As Christians took to streets of Delhi over recent attacks on churches, Home Minister Rajnath Singh on Thursday promised to step up security at their religious places amid his assertion that any discrimination on the basis of religion will not be tolerated.
He said an impartial inquiry has been ordered into the recent incidents as a delegation of Christian leaders met him to say that five churches were attacked in the last two and a half months in Delhi and holy relics and holy communion were destroyed but police was doing nothing.
The home minister told the delegation that the government would not tolerate any discrimination on the basis of caste, colour or religion, a Home Ministry official said.
Singh also instructed Delhi Police Commissioner B S Bassi to make proper arrangements for the security of churches and other places of worship, he said.
The delegation gave a memorandum to him demanding security for Christians and their places of worship.
Meanwhile, members of the community staged a major protest in the city on the eve of assembly polls, accusing the government of inaction and wondered why Prime Minister Narendra Modi was silent on the issue.
Police detained over 200 protesters from outside the Sacred Heart Cathedral in central Delhi when they tried to march towards the residence of the Home Minister in a high security area.
A number of priest and elderly persons including women were picked up police and forced into buses. Some protesters, carrying placards, squatted on the road demanding protection to the churches.
Father Dominic Emanuel, a senior leader of Delhi Catholic Archdiocese and a number of elderly persons were seen picked up police and forced into buses. Some protesters, carrying placards, sought justice to the community and protection to the churches.
"We have detained the protesters and they have been taken to Parliament Street police station. They did not have permission to protest outside the church and we cannot allow them to protest on public roads," Joint Commissioner of Police Mukesh Meena told reporters.
Some protesters were critical of the prime minister saying though he was speaking extensively on different issues, he did not utter a single word on the "attacks" on churches.
"Why the prime minister is silent on the issue. We are very sorry and sad," said an elderly protester.
Father Savarimathu Sankar, spokesperson for the Delhi Catholic Archdiocese, wondered why the administration has been "ineffective" and was not taking action against those allegedly involved in such "attacks".
"The prime minister claims to be a very strong PM. What happens when it comes to ground realities? When you are not being able to protect a small minuscule community how are you going to protect the whole of India. This is happening right in Delhi," he said.
In the fifth such incident since November, a church was allegedly vandalised by some unidentified persons earlier this week in South Delhi's Vasant Kunj area, sparking outrage among the Christian community which alleged that it is part of a "hate campaign".
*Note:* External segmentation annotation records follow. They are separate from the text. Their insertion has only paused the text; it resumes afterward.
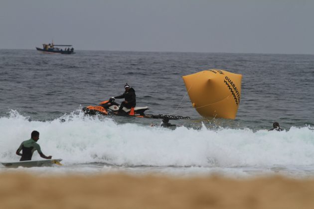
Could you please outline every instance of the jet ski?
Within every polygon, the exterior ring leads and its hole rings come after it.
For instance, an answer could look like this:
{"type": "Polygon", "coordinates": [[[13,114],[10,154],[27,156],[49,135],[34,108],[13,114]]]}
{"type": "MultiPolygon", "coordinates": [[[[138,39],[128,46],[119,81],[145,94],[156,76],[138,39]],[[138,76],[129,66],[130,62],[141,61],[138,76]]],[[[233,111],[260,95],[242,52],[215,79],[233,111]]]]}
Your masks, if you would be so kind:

"We have given representations to the president and the prime minister but there has been no follow up from their side. This is the fifth incident and it is apparent that the incidents were of communal nature," he said.
After the meeting with Rajnath Singh, Christian leader John Dayal said, "Police has done nothing and they have described the incidents as simple theft, burglary and trespassing. We told the home minister that these were not simple incidents but attack on our religious places."
Following their demand, Singh has directed the police to insert certain provisions of the Indian Penal Code like "provocation with intent to cause riot, hurting religious sentiment" etc in the FIR, in cases of alleged discretion of churches, he said.
Francis said incidents of alleged attacks on churches have increased in the last six months and demanded setting up of a special investigating team for probing the five incidents of alleged violence against churches. He said the probe should be monitored by the Delhi high court.